To his assessment, the only safe way to use synchronous replication is to deploy at least two replicas and then only hope that one goes down at a time. So there is a risk of losing some data in this case of course, because if your synchronous standby goes down and then your primary goes down, well then you've lost this data. Basically, as a best practice, he said the easiest way to address some of these deficiencies is to always maintain at least one additional active synchronous stream. So if you want to always have one, we'll have a second one as a redundancy, or if you want to have two, we'll then add a third as a redundancy. Now, in terms of this redundant connection, he actually recommends using something like a pg_receivewal that just streams the WAL information from the primary database. So you don't have to keep a copy of the database on this.

All it does is stream the WAL files so you have a full set of the WAL files and you can do this in synchronous mode so you don't have to have a full copy of the database. You can have this running. Now, 2ndQuadrant does produce the product Barman manning for doing backup and recovery scenarios and does handle this type of solution but you can go ahead and set this up for yourself if you'd like. So definitely a complication to be aware of. Now, further down they start going into logical replication and looking at it because in this section drinking from the fire hose, he's basically saying when you're doing physical streaming replication you're doing a binary replication of what's on the primary to a replica. But if you want to, as he says, take a sip instead, basically only replicate from a logical perspective tables and data changes. You could do that using logical replication.

But again, when you're using logical replication the problem you run into is that the LSN replay position is not kept up to date on all the replicas. So if you have replication slots set up on your primary database and you need to fail over well, that slot information does not carry over to the replicas. He says it's been this case since 9.4. So you basically have to recreate those and then get your logical replication up and running again. He also mentions some issues that you can't actually rewind. Logical replication you can only move forward which could also cause some issues. Then another complication he mentions is that the origin Postgres instance that you're replicating from is actually used to decode the WAL information via the local system catalog.

So in other words, it's decoding this into something like a table named foo.bar. So basically one thing he says to do to kind of try to avoid some of these problems is to keep a sufficiently large WAL keep segments. Even though you're using replication slots that are supposed to ensure you don't lose any WAL it's important to still keep some segments around to be able to handle issues such as these. Now, ideally, to solve this he believes Postgres needs a mechanism for relaying replication slot information to standby nodes. Definitely true. Secondly, quote "Some way of adding extra WAL content such as object names that exist in a decoded form within the WAL file itself, or as a supplementary transaction pinned decode mapping".

So basically, being able to not have to translate those names on the origin or on the publisher but allow the subscriber to do it from the WAL itself. Now, again, this 2ndQuadrant has a product they call pglogical3 which is an extension and he says it can be configured to regularly copy slot positions. But this is only available for commercial customers. So the community version of Postgres does not do this.

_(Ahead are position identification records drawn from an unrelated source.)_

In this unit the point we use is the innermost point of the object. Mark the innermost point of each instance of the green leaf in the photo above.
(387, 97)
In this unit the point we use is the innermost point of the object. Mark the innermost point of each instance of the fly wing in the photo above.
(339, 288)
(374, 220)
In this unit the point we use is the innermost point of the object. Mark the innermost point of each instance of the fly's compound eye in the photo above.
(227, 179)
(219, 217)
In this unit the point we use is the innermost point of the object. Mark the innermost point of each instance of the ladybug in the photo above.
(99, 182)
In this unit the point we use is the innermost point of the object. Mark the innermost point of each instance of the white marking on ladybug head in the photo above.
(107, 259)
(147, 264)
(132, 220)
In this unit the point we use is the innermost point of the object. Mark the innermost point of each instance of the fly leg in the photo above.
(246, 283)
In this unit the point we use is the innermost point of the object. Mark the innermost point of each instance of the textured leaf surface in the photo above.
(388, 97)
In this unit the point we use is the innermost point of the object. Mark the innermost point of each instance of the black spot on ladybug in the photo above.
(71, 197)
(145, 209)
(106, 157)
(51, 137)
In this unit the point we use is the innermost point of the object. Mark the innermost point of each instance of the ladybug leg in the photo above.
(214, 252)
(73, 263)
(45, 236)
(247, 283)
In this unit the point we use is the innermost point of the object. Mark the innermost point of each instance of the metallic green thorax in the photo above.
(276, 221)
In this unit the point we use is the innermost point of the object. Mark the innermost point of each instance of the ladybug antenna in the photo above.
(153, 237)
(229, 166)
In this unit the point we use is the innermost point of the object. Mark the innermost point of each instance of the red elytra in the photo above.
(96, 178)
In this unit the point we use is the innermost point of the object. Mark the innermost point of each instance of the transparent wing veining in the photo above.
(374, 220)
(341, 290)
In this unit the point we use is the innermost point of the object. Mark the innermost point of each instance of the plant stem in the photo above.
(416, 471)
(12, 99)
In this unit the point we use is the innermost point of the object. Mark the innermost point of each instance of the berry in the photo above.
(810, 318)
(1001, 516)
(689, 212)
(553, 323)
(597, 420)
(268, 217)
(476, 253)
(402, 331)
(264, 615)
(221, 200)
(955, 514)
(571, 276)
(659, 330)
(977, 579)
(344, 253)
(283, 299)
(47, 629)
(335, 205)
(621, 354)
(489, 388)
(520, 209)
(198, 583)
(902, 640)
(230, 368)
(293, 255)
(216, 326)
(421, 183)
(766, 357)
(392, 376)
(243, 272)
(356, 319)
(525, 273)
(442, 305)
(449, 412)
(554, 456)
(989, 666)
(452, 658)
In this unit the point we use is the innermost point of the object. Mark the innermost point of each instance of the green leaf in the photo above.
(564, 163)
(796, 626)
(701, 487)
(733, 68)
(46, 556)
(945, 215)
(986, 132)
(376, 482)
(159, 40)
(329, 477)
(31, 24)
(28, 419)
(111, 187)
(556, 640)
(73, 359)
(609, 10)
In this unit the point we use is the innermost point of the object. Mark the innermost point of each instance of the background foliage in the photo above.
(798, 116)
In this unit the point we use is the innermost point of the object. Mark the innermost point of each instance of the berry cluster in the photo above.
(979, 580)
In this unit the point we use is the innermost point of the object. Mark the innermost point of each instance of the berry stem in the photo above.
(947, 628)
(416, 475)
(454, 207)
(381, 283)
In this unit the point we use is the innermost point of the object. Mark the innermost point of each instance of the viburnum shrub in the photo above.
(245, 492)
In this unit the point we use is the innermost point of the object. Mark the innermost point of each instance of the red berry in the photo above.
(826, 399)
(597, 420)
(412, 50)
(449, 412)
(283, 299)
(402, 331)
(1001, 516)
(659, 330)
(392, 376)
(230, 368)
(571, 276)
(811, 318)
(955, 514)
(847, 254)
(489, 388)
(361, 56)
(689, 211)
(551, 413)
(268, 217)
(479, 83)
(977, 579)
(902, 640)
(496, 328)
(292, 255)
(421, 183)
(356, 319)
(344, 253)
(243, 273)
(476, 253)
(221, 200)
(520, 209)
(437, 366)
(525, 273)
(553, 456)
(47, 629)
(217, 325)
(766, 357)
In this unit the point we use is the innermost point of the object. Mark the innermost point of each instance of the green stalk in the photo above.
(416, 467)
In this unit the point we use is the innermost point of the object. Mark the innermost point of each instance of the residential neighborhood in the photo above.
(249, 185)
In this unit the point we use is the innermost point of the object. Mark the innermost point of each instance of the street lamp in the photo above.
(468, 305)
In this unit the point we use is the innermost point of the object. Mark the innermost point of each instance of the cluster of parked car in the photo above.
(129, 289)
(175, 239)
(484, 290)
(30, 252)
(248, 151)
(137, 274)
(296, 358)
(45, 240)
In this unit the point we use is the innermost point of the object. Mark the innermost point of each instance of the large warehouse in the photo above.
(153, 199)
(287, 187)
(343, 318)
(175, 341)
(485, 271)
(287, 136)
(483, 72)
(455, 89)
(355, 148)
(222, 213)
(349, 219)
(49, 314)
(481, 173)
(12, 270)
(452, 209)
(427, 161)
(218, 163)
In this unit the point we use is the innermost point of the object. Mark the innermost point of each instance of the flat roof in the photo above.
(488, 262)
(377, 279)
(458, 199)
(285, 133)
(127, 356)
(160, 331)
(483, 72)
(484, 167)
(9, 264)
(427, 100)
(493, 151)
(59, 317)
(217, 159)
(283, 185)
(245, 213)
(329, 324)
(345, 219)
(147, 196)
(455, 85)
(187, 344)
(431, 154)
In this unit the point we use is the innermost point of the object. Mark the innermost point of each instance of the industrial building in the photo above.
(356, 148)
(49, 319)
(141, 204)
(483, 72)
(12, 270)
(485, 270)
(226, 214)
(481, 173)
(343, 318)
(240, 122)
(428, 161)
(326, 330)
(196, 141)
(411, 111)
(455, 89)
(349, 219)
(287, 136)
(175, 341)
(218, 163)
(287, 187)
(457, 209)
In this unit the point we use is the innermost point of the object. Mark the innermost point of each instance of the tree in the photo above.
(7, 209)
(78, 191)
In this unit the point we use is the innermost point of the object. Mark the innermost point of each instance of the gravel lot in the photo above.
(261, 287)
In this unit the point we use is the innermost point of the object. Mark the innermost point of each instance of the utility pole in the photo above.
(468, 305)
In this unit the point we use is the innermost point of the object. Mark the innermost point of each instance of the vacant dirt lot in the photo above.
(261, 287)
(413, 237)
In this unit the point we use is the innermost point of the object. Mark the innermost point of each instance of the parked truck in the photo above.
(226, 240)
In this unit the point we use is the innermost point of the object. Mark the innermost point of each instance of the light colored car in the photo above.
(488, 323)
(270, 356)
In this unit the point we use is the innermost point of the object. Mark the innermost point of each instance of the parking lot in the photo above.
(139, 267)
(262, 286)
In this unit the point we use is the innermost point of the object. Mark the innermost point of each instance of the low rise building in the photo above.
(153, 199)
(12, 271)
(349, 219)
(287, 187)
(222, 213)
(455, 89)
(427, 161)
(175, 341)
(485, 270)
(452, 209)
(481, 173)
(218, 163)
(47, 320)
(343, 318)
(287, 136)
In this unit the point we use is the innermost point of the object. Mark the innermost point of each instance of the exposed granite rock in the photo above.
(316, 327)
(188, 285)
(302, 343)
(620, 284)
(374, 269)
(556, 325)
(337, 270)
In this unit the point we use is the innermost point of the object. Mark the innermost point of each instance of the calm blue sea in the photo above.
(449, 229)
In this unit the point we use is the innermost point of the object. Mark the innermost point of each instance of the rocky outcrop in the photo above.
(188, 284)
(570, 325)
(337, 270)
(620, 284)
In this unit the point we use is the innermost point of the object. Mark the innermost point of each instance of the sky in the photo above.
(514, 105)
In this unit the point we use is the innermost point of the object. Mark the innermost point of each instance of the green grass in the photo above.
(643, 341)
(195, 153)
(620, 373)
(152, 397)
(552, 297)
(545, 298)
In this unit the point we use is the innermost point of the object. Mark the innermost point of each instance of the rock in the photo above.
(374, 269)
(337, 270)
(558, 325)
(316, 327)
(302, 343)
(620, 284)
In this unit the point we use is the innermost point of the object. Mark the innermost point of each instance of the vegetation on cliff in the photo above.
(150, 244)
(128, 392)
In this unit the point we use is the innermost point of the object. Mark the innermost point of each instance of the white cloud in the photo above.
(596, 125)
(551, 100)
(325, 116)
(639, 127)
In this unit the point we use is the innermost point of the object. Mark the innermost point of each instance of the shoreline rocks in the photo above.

But this has been a review of things you can run into when you're using replication both physical and logical in PostgreSQL and I definitely encourage you to check out this blog post.

The next piece of content is "How one word in PostgreSQL unlocked a 9x performance improvement". This is from James Long at jlongster.com and he's describing an application he developed that consumes messages for doing syncing. When one user tried to do 169,000 messages in one day, basically it caused a huge number of issues. So he looked into optimizing it. All of these messages get inserted into a Postgres table that looks like the structure here so relatively simple and he wants to avoid duplicates. So his insert is using an ON CONFLICT DO NOTHING and he was basically inserting one row at a time based on how many messages there were. Now, the first thing he discovered is that you can do multirow inserts so you can send one INSERT statement that inserts multiple rows. This is definitely more efficient than doing an insert at the time, particularly if there's network latency.

But even without that, it is much faster to insert a large number of rows than doing one row at a time. So that's the first optimization he did. But the concern was this is because he was doing ON CONFLICT DO NOTHING, how would he know what was inserted and what was not inserted? So here this refers to one word he's using RETURNING to return, essentially his primary key: a timestamp. And what's great about this is that it only returns that timestamp on successful inserts which is exactly what he wanted. Because of this he basically got a ninefold performance improvement with these two changes, which is pretty great. Now, he tested up to 40,000 in this post, but for 169,000, he was running into other areas of his application that prevented that from working successfully. But I imagine at this point you can just break down that work. So if you want to look through an interesting story and how we worked through it and found optimizations he could use for his application, definitely check out this blog post.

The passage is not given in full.